US-Außenminister John Kerry konnte seinen russischen Amtskollegen Sergej Lawrow in einem rund sechsstündigen Gespräch in London nicht zum Einlenken bewegen. „Wir haben keine übereinstimmende Sichtweise zu der Situation“, sagte Lawrow nach dem Treffen.

„Die Differenzen sind da“, fügte er hinzu.
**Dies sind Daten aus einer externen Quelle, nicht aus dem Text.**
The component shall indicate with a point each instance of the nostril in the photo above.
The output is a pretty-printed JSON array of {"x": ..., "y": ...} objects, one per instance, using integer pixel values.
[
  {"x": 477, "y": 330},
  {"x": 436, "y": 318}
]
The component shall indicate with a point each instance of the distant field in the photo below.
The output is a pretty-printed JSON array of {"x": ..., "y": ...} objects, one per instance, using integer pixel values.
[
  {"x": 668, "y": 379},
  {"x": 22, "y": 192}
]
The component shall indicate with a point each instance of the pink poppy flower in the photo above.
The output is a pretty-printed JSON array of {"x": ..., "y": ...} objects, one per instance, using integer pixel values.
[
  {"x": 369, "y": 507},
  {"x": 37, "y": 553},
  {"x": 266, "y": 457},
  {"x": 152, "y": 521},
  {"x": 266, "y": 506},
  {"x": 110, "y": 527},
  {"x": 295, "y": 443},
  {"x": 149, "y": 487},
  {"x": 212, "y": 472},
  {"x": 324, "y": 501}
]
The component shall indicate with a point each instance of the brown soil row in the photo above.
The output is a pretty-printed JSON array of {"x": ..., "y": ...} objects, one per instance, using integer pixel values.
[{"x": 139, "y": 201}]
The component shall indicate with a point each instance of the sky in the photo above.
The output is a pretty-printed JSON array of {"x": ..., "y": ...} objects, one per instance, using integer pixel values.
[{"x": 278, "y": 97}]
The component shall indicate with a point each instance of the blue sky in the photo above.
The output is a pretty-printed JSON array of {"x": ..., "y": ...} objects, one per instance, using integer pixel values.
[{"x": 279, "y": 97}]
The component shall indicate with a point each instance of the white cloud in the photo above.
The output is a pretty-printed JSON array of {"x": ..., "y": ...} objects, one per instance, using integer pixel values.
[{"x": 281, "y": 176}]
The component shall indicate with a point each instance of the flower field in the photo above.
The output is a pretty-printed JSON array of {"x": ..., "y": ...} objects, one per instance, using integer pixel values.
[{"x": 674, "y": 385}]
Russland werde bei dem Referendum „den Willen der Bevölkerung der Krim akzeptieren“. Kerry erklärte dagegen, die USA würden das Ergebnis der Abstimmung nicht respektieren: „Wir halten, muss ich sagen, dieses Referendum für illegitim.“ Lawrow habe ihm erklärt, Russlands Präsident Wladimir Putin werde keine Entscheidung zur Ukraine vor dem Abschluss des Referendums treffen. Kerry ließ eine diplomatische Hintertür offen. „Es gibt viele Möglichkeiten, wie Präsident Putin den Willen der Bevölkerung auf der Krim respektieren kann“, sagte Kerry nach dem Gespräch mit Lawrow. „Wenn die Bevölkerung der Krim, wie anzunehmen ist, mit überwältigender Mehrheit für die Angliederung oder das Zusammengehen mit Russland stimmt, dann kann man das Votum respektieren, indem man sicherstellt, dass ihre Volkswirtschaft verbessert wird und dass ihre Nöte ordentlich respektiert werden.“

Der russische Außenminister machte deutlich, dass Moskau keine militärische Einmischung im Osten der Ukraine plane. Russland habe vor, transparent zu handeln, sagte Lawrow. Nach blutigen Zusammenstößen zwischen pro-russischen und pro-ukrainischen Demonstranten in der ostukrainischen Stadt Donezk hatte Moskau zuvor erneut ein Eingreifen im Nachbarland nicht ausgeschlossen. Russland behalte sich das Recht vor, seine Landsleute in der Ukraine zu schützen, teilte das Außenamt mit. Russland hatte am Donnerstag für Manöver 12 500 Soldaten aufmarschieren lassen, zum Teil in der Nähe zur ukrainischen Grenze.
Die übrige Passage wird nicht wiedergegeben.